[asterisk-speech-rec] Speech Recognition Problems

Mon May 19 08:29:22 CDT 2008

Joshua,

Thanks for your insight.

I started looking at your app_speech_utils.c and wanted to use it as base
code to customize as my first version of nuance decoder just takes a file
and outputs the result.

After looking at the code and making first attempt, I then realized that its
much easier to add the connector module rather than customizing
speechbackground as it relies on so many things.  Speech_create etc.

I made a dummy module which just prints the status of each callback.

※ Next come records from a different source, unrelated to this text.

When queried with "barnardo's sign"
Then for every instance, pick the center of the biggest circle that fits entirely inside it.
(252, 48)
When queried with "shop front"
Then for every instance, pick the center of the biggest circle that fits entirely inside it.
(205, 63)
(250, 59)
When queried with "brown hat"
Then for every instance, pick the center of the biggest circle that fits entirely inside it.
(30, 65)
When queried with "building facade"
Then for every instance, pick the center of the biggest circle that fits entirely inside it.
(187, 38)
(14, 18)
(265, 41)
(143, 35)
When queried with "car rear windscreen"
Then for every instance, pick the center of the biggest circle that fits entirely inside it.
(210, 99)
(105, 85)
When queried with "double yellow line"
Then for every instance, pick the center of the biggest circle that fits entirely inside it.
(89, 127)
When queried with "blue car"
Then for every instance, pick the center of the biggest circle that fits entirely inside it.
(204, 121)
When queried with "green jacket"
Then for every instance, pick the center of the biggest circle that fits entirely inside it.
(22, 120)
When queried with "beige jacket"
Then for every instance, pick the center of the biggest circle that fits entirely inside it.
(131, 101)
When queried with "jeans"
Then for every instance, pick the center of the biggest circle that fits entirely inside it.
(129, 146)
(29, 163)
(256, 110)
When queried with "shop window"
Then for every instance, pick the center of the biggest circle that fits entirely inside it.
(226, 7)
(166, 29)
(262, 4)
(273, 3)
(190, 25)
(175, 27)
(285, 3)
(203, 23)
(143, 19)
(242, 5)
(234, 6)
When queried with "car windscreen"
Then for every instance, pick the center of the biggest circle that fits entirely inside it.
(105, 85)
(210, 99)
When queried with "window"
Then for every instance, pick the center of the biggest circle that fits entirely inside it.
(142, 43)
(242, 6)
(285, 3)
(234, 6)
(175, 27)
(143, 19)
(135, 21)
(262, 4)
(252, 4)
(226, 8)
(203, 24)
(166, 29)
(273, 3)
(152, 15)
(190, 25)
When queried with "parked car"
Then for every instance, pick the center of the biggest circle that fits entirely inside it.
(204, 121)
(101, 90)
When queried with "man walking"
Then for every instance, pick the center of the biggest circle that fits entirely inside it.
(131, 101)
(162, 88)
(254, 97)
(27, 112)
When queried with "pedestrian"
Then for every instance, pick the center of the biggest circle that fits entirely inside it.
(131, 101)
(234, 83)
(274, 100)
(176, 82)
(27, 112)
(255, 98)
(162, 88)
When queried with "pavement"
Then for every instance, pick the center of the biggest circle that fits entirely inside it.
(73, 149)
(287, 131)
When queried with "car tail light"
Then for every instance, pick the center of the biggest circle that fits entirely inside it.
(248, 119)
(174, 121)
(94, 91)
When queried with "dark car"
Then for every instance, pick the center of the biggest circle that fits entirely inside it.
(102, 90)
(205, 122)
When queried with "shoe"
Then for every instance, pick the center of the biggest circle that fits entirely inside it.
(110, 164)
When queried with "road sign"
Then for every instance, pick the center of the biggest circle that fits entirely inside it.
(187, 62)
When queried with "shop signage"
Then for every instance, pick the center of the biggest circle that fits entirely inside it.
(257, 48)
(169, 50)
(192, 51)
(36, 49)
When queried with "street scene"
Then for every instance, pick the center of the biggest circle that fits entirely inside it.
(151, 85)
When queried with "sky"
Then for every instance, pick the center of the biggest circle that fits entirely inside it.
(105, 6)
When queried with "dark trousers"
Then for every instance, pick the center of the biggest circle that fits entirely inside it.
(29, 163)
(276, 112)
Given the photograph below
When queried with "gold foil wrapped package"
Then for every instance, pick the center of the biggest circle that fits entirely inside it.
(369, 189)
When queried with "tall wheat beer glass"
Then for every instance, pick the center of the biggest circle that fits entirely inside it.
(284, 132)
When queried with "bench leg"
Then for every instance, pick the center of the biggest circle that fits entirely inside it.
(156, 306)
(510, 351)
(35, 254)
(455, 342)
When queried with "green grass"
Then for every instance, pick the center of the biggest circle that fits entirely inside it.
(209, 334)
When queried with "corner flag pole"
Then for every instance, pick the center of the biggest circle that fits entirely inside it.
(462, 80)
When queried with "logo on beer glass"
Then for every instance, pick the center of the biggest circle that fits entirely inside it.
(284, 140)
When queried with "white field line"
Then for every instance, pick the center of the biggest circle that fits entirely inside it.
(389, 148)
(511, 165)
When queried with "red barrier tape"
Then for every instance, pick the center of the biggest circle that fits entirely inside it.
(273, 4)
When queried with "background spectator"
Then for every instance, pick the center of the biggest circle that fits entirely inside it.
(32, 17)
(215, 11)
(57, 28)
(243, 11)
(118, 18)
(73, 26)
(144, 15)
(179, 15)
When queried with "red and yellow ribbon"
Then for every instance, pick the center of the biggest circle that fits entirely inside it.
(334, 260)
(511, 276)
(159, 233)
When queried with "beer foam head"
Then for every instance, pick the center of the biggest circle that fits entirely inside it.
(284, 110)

Here is
the trace.

   -- Executing [3010 at default:1] SpeechCreate("SIP/station1-08ce3998",
"nuance") in new stack
[May 19 18:27:17] WARNING[8638]: app_mc.c:94 create: Creating Speech Engine
[May 19 18:27:17] WARNING[8638]: app_mc.c:96 create: nuance
    -- Executing [3010 at default:2]
SpeechActivateGrammar("SIP/station1-08ce3998", "company-directory") in new
stack
[May 19 18:27:17] WARNING[8638]: app_mc.c:137 activate: Activating Grammar
Name [May 19 18:27:17] WARNING[8638]: app_mc.c:139 activate: nuance
company-directory
    -- Executing [3010 at default:3] SpeechStart("SIP/station1-08ce3998", "")
in new stack
[May 19 18:27:17] WARNING[8638]: app_mc.c:163 start: Starting Engine [May 19
18:27:17] WARNING[8638]: app_mc.c:165 start: nuance
    -- Executing [3010 at default:4] SpeechBackground("SIP/station1-08ce3998",
"AppointmentTomorrow") in new stack
[May 19 18:27:17] WARNING[8638]: app_mc.c:163 start: Starting Engine [May 19
18:27:17] WARNING[8638]: app_mc.c:165 start: nuance
[May 19 18:27:17] WARNING[8638]: format_wav.c:156 check_header: Unexpected
freqency 16000
[May 19 18:27:17] WARNING[8638]: file.c:316 fn_wrapper: Unable to open
format wav
    -- Saved useragent "SJphone/1.65.377a (SJ Labs)" for peer station1
[May 19 18:28:00] WARNING[8638]: app_mc.c:105 destroy: Destroying Speech
Engine [May 19 18:28:00] WARNING[8638]: app_mc.c:107 destroy: nuance
    --

I saw two problems and few questions. SpeechStart is called twice. It is
also called from SpeechBackground. I am not sure why is it being called.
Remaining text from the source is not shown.